Renal myxoma: a case report

1. Medical Student
2. Universidade Federal de São Paulo (UNIFESP); Faculdade de Medicina da Universidade Severino Sombra (USS), Vassouras-RJ
3. UNIFESP; Faculdade de Medicina da Universidade de São Paulo (FMUSP)
4. Universidade do Estado do Rio de Janeiro (UERJ); Faculdade de Medicina da Universidade Severino Sombra, Vassouras-RJ

DOI:10.5935/1676-2444.20150020

Corresponding author

Carlos Henrique Câmara de Souza
Universidade Severino Sombra, Centro de Ciências da Saúde, Faculdade de Medicina
Av. Expedicionário Oswaldo de Almeida Ramos, 280; Centro
CEP: 27700-000; Vassouras-RJ, Brazil
e-mail: carloshenrique.camara@hotmail.com

INTRODUCTION

Myxomas are uncommon benign neoplasms, extremely rare in the kidney. They can be found in the skin, soft tissues, bones, joint spaces, paranasal sinuses, maxillary antrum, viscera⁽¹⁾, and intramuscular^{(2, 3)}. The affected viscera are eyes⁽⁴⁾, heart⁽⁵⁾, ovaries⁽⁶⁾ and kidneys^{(2, 3, 7-15)}.

Only 14 cases of patients with renal myxomas have been reported in the literature^{(3, 16)}, none preceded by renal cyst. The tumor is well-circumscribed and is composed of spindle-shaped cells, scattered in a myxoid stroma, showing immunoreactivity for vimentin and negative reactivity for S-100 protein, epithelial membrane antigen (EMA), pancytokeratin and smooth muscle actin^{(2, 7-15)}. There is still no description of this type of renal tumor in the literature. The importance of the recognition of its existence is to prevent diagnostic errors with malignant and benign neoplasms that present secondary myxoid features, which may involve the kidney. This paper reports the second case of renal myxoma in which was performed tumor excision only, and the affected kidney was preserved.

CASE REPORT

The patient was a white woman, aged 73 years, showing recurrent cystitis since 2003. In 2005, after new bouts of cystitis, an ultrasonography (US) was performed and bilateral renal cysts were detected, they were 4.2 cm in the left kidney and 1.4 cm in the right kidney. In 2007, she complained of right-sided cramp-like lumbar pain, irradiating anteriorly, with nausea, negative renal fist percussion, and right-sided flank pain at palpation. Computed tomography (CT) was ordered, and showed kidneys with reduced volume, lobulated contour, preserved parenchymal thickness, bilateral renal cortical with rounded and hypodenses formations, (cysts) without significant enhance after contrast medium, measuring 7.4 × 6.8 cm in the middle third of the left kidney (Figure 1). After six months, the control CT scanning showed, besides the cortical cysts, the presence of a solid tumor mass, enhanced by contrast medium, measuring 11.9 × 10.1 cm, with well-defined edges in the left flank, suggesting neoplasia (Figure 2). There were no other changes in biochemical and urinalysis tests.
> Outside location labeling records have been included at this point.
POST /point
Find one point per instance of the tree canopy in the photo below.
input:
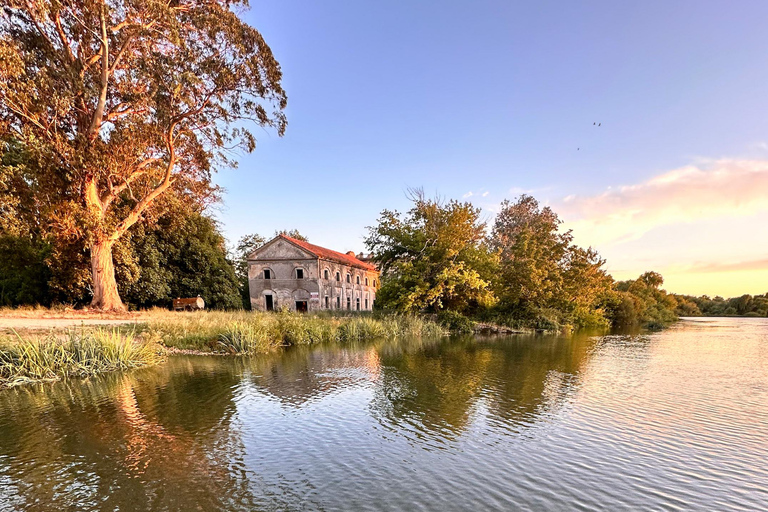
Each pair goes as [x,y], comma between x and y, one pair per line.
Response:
[432,258]
[119,103]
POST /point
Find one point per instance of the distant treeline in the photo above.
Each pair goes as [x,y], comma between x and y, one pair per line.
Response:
[746,305]
[437,258]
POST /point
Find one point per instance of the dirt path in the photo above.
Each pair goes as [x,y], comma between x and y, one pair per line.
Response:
[44,324]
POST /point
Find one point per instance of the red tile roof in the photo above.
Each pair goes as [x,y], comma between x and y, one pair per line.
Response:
[327,254]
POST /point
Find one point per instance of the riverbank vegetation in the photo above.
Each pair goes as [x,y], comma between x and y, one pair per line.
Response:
[77,353]
[241,332]
[523,272]
[85,351]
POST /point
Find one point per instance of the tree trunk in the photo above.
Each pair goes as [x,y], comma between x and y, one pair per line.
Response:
[105,294]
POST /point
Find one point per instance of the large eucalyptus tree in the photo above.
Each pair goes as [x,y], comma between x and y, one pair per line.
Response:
[123,102]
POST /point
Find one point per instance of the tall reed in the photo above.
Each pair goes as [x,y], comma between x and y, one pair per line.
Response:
[252,332]
[78,354]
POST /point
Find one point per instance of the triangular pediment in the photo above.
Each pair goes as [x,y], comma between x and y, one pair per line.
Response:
[280,249]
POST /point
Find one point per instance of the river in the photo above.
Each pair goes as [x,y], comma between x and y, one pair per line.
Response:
[674,420]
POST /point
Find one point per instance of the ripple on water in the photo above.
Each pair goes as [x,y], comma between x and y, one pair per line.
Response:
[676,420]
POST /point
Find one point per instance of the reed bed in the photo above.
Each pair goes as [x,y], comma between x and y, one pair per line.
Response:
[76,353]
[253,332]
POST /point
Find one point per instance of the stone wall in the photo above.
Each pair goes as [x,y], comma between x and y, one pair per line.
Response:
[319,285]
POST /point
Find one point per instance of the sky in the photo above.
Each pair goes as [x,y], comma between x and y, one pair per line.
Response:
[484,100]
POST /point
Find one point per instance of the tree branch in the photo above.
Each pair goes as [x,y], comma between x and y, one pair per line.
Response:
[98,114]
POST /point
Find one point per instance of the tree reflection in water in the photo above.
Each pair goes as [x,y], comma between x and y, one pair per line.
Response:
[149,439]
[438,390]
[227,433]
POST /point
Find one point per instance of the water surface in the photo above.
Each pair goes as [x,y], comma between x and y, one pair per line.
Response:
[676,420]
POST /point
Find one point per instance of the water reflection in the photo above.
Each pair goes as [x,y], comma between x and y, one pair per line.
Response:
[675,419]
[116,442]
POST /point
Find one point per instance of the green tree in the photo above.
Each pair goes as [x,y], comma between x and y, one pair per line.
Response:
[433,258]
[543,274]
[183,255]
[245,246]
[120,103]
[643,301]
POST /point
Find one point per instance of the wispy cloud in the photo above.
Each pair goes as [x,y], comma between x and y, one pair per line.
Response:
[723,188]
[759,264]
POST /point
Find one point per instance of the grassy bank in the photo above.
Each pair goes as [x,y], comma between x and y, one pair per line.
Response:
[253,332]
[77,353]
[86,351]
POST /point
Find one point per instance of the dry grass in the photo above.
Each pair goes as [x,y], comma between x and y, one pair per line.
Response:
[255,332]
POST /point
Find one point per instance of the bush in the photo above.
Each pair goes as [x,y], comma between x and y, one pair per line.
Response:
[455,322]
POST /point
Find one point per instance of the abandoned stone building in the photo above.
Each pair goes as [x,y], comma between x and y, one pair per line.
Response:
[293,274]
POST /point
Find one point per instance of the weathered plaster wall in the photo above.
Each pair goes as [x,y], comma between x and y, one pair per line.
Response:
[283,258]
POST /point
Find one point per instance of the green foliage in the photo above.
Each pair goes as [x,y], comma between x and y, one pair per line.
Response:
[80,354]
[256,332]
[24,274]
[183,255]
[119,104]
[745,305]
[546,281]
[455,322]
[643,302]
[432,259]
[245,246]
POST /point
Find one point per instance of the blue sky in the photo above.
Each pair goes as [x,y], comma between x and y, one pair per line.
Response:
[485,99]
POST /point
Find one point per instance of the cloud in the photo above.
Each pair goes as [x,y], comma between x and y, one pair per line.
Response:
[724,188]
[759,264]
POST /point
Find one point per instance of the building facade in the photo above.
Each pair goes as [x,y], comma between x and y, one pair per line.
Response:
[286,273]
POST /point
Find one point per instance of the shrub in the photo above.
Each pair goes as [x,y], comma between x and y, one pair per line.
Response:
[456,322]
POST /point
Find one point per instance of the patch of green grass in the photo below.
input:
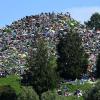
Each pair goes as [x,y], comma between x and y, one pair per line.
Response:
[13,81]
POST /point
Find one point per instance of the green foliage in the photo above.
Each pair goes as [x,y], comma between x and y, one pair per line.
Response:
[72,60]
[98,67]
[7,93]
[94,21]
[13,81]
[27,93]
[43,74]
[48,96]
[94,93]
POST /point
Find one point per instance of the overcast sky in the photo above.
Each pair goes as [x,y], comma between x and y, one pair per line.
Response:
[81,10]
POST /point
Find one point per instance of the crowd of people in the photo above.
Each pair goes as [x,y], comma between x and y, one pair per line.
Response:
[15,39]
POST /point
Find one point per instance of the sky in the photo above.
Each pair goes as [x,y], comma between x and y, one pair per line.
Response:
[12,10]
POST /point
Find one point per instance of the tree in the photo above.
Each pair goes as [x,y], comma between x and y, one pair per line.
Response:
[39,62]
[72,60]
[27,93]
[98,67]
[94,21]
[94,93]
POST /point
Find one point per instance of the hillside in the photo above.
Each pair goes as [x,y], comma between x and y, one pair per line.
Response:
[15,39]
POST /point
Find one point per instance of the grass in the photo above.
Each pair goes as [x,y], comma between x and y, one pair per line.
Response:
[71,89]
[13,81]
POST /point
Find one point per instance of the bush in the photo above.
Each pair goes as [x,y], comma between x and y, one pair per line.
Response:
[7,93]
[48,96]
[28,93]
[94,93]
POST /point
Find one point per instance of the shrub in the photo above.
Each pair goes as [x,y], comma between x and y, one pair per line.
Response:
[28,93]
[7,93]
[94,93]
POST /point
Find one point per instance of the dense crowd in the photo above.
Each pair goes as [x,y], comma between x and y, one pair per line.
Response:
[15,39]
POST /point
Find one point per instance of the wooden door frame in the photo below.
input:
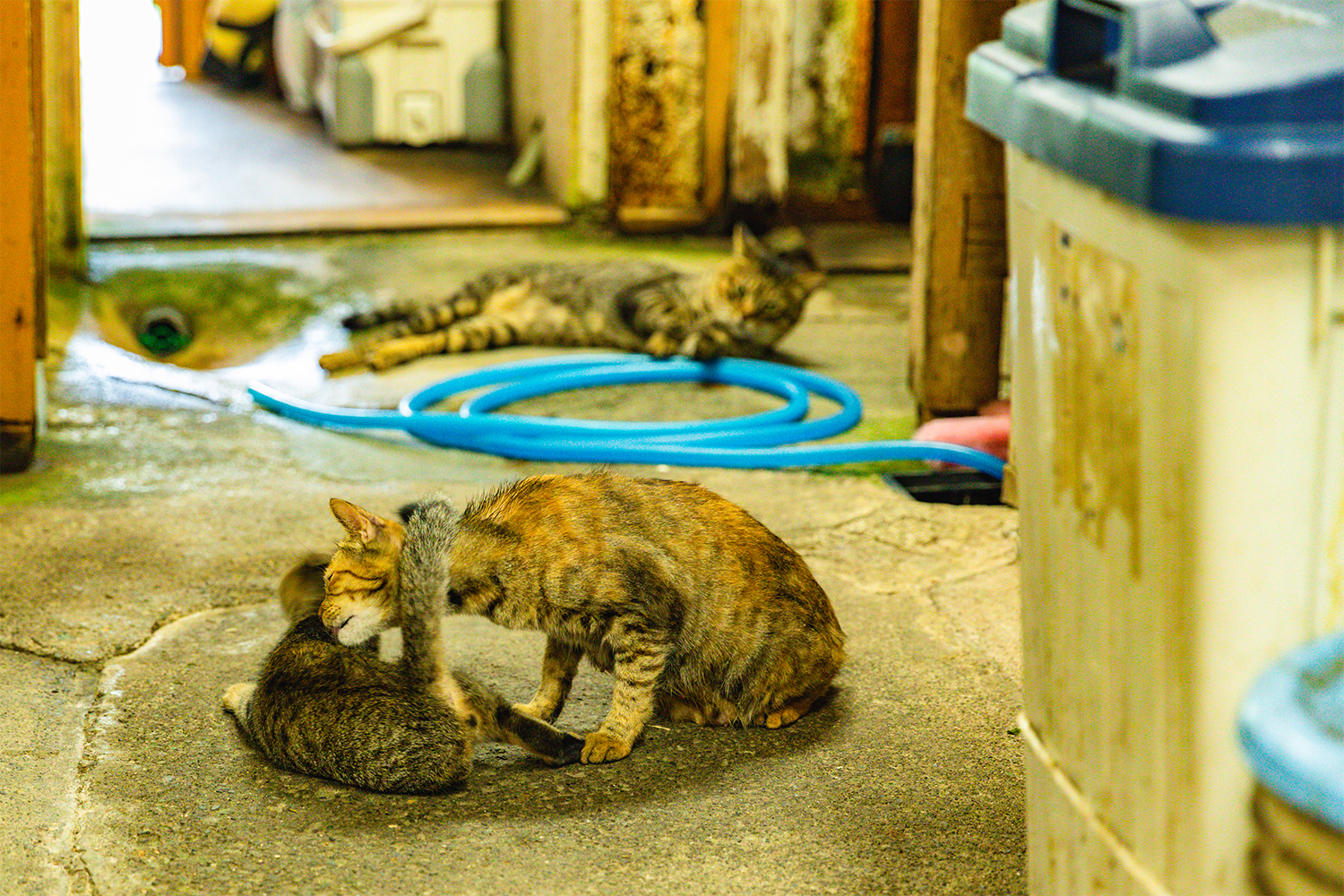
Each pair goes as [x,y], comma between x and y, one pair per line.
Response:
[22,230]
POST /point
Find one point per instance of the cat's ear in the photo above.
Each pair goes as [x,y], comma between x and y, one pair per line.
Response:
[745,245]
[362,525]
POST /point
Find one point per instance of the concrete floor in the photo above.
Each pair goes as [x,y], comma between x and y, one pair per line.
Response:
[142,555]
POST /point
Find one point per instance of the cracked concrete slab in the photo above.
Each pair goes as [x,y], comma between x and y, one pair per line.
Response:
[849,799]
[142,557]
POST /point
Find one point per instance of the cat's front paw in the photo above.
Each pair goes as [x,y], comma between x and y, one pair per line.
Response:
[238,696]
[602,747]
[572,750]
[538,711]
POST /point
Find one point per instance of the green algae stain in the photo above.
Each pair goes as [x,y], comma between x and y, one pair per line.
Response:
[228,314]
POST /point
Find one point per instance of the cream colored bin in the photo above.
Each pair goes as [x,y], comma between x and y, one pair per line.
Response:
[402,70]
[1179,450]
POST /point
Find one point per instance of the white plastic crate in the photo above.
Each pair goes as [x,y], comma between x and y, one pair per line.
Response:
[409,72]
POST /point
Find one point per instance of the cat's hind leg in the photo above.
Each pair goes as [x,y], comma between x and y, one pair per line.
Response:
[792,711]
[488,716]
[408,349]
[238,697]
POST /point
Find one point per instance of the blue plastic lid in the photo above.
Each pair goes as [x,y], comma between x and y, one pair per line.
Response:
[1292,728]
[1225,110]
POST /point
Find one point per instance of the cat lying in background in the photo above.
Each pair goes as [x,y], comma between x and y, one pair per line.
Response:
[741,309]
[339,712]
[701,611]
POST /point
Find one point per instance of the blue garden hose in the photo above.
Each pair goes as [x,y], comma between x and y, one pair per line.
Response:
[757,441]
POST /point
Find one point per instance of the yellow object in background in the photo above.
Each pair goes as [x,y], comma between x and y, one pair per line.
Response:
[238,40]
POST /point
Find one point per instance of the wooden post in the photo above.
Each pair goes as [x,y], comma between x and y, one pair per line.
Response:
[62,152]
[720,26]
[183,34]
[656,131]
[959,225]
[22,226]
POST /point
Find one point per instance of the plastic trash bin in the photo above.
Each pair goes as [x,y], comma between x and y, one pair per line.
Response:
[1176,298]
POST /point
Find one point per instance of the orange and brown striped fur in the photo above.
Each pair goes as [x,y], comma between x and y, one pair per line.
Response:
[742,309]
[698,608]
[335,711]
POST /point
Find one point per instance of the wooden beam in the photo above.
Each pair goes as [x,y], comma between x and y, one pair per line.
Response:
[959,225]
[183,34]
[22,257]
[62,142]
[720,45]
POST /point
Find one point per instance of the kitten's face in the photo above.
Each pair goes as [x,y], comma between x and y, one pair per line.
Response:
[766,296]
[360,581]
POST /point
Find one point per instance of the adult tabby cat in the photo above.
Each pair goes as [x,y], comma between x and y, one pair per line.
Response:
[339,712]
[744,308]
[701,611]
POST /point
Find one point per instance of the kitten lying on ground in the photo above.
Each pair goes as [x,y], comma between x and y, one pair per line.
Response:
[701,611]
[741,309]
[339,712]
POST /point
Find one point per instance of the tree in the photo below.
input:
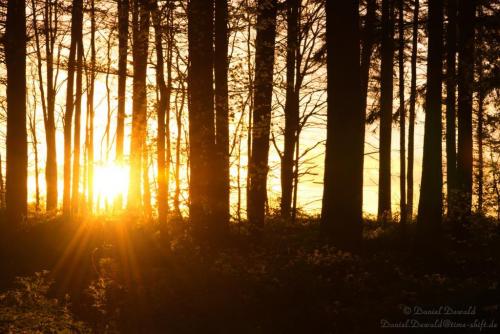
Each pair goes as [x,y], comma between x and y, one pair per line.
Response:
[291,107]
[386,100]
[264,65]
[402,114]
[221,65]
[163,105]
[451,84]
[430,204]
[341,213]
[76,32]
[139,100]
[466,15]
[411,111]
[201,113]
[123,10]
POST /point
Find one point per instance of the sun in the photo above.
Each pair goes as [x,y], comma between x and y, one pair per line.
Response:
[110,181]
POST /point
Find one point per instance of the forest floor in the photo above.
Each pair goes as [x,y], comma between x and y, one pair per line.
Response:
[109,275]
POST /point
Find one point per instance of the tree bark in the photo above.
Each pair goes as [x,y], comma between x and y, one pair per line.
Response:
[411,111]
[451,84]
[139,101]
[430,203]
[386,101]
[201,114]
[76,29]
[221,65]
[291,108]
[341,214]
[466,15]
[264,65]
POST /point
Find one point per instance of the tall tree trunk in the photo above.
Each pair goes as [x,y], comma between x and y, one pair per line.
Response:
[123,10]
[264,65]
[451,84]
[411,112]
[402,115]
[341,213]
[17,145]
[430,203]
[367,43]
[221,65]
[75,196]
[139,103]
[162,107]
[90,113]
[466,15]
[291,108]
[386,99]
[201,113]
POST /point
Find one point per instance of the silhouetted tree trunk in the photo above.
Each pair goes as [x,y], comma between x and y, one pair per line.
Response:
[162,108]
[221,65]
[264,64]
[466,15]
[139,103]
[430,203]
[291,107]
[341,213]
[75,199]
[90,112]
[402,115]
[451,84]
[201,113]
[123,10]
[367,42]
[17,145]
[76,30]
[411,112]
[386,99]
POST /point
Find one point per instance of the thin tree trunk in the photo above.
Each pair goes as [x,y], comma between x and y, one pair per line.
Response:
[75,196]
[430,203]
[466,15]
[123,10]
[402,116]
[291,108]
[17,146]
[386,101]
[139,104]
[201,115]
[162,107]
[341,214]
[451,84]
[411,113]
[221,66]
[264,65]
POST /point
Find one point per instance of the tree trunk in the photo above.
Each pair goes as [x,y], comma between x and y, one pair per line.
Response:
[17,145]
[221,66]
[402,116]
[162,107]
[341,214]
[201,114]
[411,112]
[123,10]
[291,108]
[386,99]
[75,199]
[139,103]
[466,14]
[76,30]
[430,203]
[264,64]
[451,84]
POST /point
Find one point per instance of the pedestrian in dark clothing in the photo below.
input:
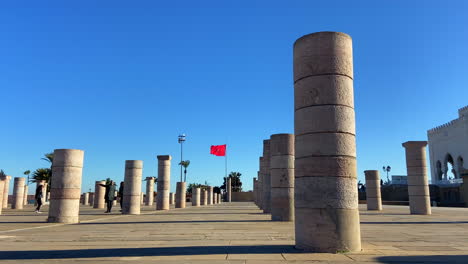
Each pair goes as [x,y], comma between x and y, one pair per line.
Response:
[109,196]
[120,194]
[38,196]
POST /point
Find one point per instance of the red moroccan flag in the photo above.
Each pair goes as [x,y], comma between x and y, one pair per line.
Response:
[219,150]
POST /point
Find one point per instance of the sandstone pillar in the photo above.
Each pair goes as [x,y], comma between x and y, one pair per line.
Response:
[132,190]
[86,198]
[18,193]
[204,200]
[229,190]
[164,183]
[6,189]
[149,190]
[65,186]
[25,193]
[418,187]
[266,177]
[196,196]
[282,177]
[2,187]
[326,199]
[171,198]
[373,198]
[260,186]
[99,193]
[180,195]
[210,195]
[91,199]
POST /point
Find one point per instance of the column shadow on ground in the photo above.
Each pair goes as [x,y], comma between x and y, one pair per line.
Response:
[461,259]
[145,252]
[176,222]
[415,223]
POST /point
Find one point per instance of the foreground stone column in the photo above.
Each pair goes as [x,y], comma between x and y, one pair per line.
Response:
[86,198]
[282,177]
[2,187]
[164,183]
[18,193]
[91,199]
[25,193]
[132,187]
[204,199]
[418,187]
[373,198]
[229,190]
[260,186]
[266,177]
[149,190]
[326,199]
[196,197]
[65,186]
[210,195]
[180,195]
[6,189]
[99,193]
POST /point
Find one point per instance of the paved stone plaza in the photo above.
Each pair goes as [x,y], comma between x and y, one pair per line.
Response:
[225,233]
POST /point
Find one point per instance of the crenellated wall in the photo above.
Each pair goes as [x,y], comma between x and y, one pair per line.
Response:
[449,139]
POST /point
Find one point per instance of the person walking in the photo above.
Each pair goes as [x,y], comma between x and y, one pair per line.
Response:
[109,196]
[38,196]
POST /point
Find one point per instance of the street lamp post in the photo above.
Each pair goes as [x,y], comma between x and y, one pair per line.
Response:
[181,141]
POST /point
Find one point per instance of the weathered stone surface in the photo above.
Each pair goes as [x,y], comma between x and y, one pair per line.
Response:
[65,186]
[164,179]
[18,193]
[418,189]
[374,200]
[326,201]
[132,188]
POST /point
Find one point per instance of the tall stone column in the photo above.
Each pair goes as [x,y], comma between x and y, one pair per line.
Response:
[2,187]
[18,193]
[266,177]
[282,177]
[204,200]
[180,195]
[418,187]
[65,186]
[86,198]
[229,190]
[210,195]
[171,198]
[6,189]
[99,193]
[132,187]
[260,187]
[196,197]
[164,182]
[25,193]
[326,199]
[149,190]
[91,199]
[254,190]
[373,198]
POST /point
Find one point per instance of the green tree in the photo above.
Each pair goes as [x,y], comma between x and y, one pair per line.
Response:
[185,164]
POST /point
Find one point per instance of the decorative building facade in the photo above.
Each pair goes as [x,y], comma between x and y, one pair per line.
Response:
[448,148]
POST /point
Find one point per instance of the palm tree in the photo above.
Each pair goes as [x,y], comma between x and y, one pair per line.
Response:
[185,164]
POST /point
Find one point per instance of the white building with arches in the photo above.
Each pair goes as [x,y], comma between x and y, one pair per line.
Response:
[448,148]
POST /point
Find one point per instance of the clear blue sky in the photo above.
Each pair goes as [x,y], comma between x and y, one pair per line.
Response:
[121,79]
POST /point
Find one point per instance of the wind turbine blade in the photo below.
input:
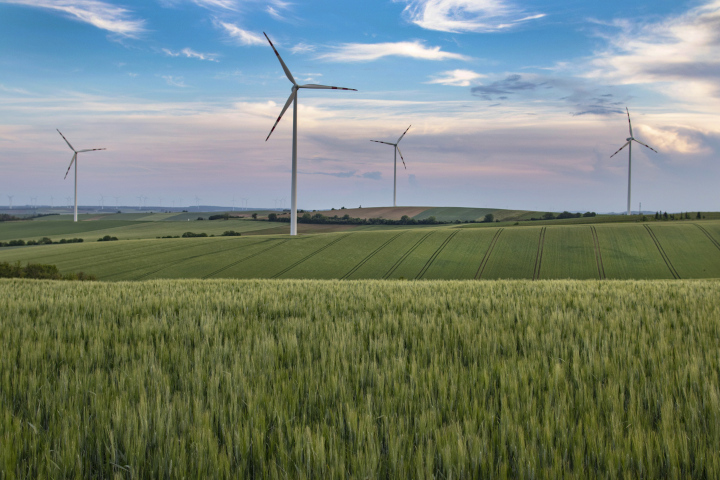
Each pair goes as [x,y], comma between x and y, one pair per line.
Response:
[326,87]
[648,146]
[401,157]
[287,104]
[403,134]
[287,71]
[70,166]
[71,147]
[626,144]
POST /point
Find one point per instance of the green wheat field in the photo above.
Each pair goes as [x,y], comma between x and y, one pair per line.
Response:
[566,349]
[360,379]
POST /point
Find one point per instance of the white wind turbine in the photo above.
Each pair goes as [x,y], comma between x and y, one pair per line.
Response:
[74,160]
[293,99]
[396,150]
[628,144]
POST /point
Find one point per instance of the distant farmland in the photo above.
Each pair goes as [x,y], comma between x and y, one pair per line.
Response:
[529,250]
[360,379]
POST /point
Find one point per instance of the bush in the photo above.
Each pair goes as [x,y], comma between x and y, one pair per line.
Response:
[39,271]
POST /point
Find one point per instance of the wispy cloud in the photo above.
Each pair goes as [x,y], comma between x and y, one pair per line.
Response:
[99,14]
[243,37]
[511,84]
[678,55]
[467,15]
[190,53]
[302,48]
[3,88]
[215,4]
[365,52]
[174,81]
[456,78]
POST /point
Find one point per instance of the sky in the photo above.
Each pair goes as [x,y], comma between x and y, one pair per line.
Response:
[513,104]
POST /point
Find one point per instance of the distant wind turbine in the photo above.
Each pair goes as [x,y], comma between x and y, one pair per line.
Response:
[293,99]
[628,144]
[74,160]
[396,151]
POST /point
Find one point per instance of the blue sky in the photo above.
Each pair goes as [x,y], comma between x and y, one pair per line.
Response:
[513,104]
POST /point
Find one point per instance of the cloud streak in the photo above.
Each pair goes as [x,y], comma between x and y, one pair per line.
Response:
[240,36]
[678,56]
[456,78]
[367,52]
[460,16]
[189,53]
[102,15]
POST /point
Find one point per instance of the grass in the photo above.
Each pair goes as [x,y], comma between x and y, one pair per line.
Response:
[569,253]
[644,250]
[368,379]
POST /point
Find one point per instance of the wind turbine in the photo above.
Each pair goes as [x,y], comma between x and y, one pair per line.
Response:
[396,151]
[74,160]
[628,144]
[293,99]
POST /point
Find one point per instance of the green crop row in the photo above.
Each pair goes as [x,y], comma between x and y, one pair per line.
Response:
[359,379]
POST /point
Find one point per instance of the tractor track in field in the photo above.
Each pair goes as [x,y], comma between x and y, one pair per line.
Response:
[168,264]
[538,258]
[309,255]
[707,234]
[664,255]
[598,254]
[405,255]
[371,255]
[435,255]
[182,247]
[222,269]
[488,253]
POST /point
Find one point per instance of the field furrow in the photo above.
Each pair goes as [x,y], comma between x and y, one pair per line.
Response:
[538,257]
[362,262]
[514,255]
[488,253]
[435,255]
[568,252]
[629,252]
[691,252]
[662,252]
[411,265]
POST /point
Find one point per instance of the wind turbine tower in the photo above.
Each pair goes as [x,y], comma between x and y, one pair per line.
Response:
[74,160]
[628,144]
[396,150]
[293,99]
Figure 1 – Kidneys normally located, reduced volume, lobulated contour, cortical parenchymal thickness preserved with rounded and hypodenses formations without significant enhancement after contrast medium, measuring 7.4 × 6.8 cm the largest cm in the middle third of the left kidney

Figure 2 – Presence of large tumor mass, solid, enhanced by iodinated contrast medium, not calcified, irregular contour, projected on the left flank, anteromedial and exophytic flank in relation to the left kidney, measuring 119.7 × 101.9 mm, suggesting renal neoplasm. Identification of renal cortical cysts

The patient underwent partial nephrectomy due to the exophytic tumor found with gelatinous and well-defined aspect, with narrow pedicle, without lymphadenopathy. The histopathologic diagnosis was myxoma. It showed short spindle-shaped cells with small, oval, delicate nuclei, without hyperchromasia or mitotic activity. Cytoplasm was reticular diffuse and eosinophilic. The cells were involved in a myxoid stroma highly vascularized. Immunohistochemistry showed unique positive tumor cells for vimentin. However, the de S-100 protein, smooth muscle actin, cytokeratin, and murine double minute 2 (MDM2) expression were negative (Figures 3 and 4).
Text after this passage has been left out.